Podniebne szkolenie podchorążych w 4 Skrzydle Lotnictwa Szkolnego
W 41 Bazie lotnictwa Szkolnego w Dęblinie oraz 42 Bazie Lotnictwa Szkolnego w Radomiu studenci wojskowi Lotniczej Akademii Wojskowej rozpoczęli praktyki lotnicze. Podchorążowie IV i V roku na lotniskach 4. Skrzydła Lotnictwa Szkolnego będą przebywać do późnej jesieni, a zaplanowany dla nich nalot wynosi kilka tysięcy godzin.
Szkolenie lotnicze rozpoczęli podchorążowie V roku studiów w LAW o specjalnościach: pilot samolotu odrzutowego, pilot samolotu transportowego i pilot śmigłowca. Szkolenie podchorążych będzie trwało do końca listopada br. i ma za zadanie wyszkolić 36 przyszłych adeptów lotnictwa. Na początku kwietnia dołączy do nich również 50 studentów IV roku.
Oprócz szkolenia na samolotach PZL-130 Orlik, M-28 Bryza i śmigłowcach Mi-2 oraz SW-4, rozpoczęto szkolenie kolejnego rocznika przyszłych pilotów M-346 Bielik. System kształcenia lotniczego na dobre pożegnał zasłużoną TS-11 Iskrę.
Pierwsza część praktyk to szkolenie naziemne, które składa się z bloku zajęć teoretycznych, treningów w kabinie samolotu oraz sesji symulatorowych na symulatorach lotów. Podchorążowie zapoznają się lub utrwalają wcześniej zdobytą wiedzę na temat docelowych statków powietrznych, procedur wykonywania lotów oraz korespondencji radiowej. Zostają również zapoznani z lokalnymi procedurami obowiązującymi na lotnisku. Przygotowanie naziemne kończy się egzaminem teoretycznym.

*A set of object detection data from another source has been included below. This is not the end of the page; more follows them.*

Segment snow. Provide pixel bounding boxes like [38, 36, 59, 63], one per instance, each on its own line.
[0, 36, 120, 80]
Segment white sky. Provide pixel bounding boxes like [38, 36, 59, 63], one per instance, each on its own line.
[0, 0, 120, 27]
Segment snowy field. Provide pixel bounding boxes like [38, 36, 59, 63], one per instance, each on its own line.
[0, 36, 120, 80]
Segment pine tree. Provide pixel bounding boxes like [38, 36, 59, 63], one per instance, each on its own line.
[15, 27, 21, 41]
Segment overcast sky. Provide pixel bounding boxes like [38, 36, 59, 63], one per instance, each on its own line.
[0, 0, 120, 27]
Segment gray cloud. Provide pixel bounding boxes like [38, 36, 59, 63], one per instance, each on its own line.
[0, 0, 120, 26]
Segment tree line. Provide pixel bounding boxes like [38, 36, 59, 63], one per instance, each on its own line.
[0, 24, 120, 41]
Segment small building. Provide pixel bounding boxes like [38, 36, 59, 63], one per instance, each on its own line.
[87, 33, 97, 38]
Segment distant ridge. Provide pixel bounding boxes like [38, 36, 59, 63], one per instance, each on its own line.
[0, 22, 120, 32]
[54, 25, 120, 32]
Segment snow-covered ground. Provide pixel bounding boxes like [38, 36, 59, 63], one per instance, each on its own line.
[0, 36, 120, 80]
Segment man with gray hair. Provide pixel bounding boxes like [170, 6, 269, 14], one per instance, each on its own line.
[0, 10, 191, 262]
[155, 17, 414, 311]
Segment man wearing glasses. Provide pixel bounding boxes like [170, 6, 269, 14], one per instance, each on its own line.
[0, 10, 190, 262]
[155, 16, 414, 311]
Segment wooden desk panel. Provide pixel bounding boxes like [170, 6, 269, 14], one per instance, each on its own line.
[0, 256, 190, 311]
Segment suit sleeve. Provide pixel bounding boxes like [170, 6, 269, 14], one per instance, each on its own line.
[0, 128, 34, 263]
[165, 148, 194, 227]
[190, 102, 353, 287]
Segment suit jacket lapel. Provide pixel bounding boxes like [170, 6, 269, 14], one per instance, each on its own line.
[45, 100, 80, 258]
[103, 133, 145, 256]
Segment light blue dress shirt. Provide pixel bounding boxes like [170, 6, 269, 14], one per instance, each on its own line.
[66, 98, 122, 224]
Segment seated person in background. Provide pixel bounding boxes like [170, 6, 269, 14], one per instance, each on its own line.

Kolejny etap to szkolenie praktyczne. Podchorążowie przechodzą cykl treningów i przygotowań do lotów oraz opanowują technikę startów i lądowań. Następnie studenci będą zdobywać nowe umiejętności w doskonaleniu umiejętności w wykonywaniu operacji lotniczych w lotach z widocznością (VFR) oraz według wskazań przyrządów (IFR), a także w wykonywaniu lotów taktycznych i lotów w ugrupowaniach.
Zakłada się, iż do ukończenia „Szkoły Orląt” każdy podchorąży powinien wylatać około 350 godzin, z czego 200 godzin to nalot na wojskowych statkach powietrznych w 4 SLSz. Taki nalot pozwoli przyszłym lotnikom ubiegać się o 3 klasę pilota wojskowego.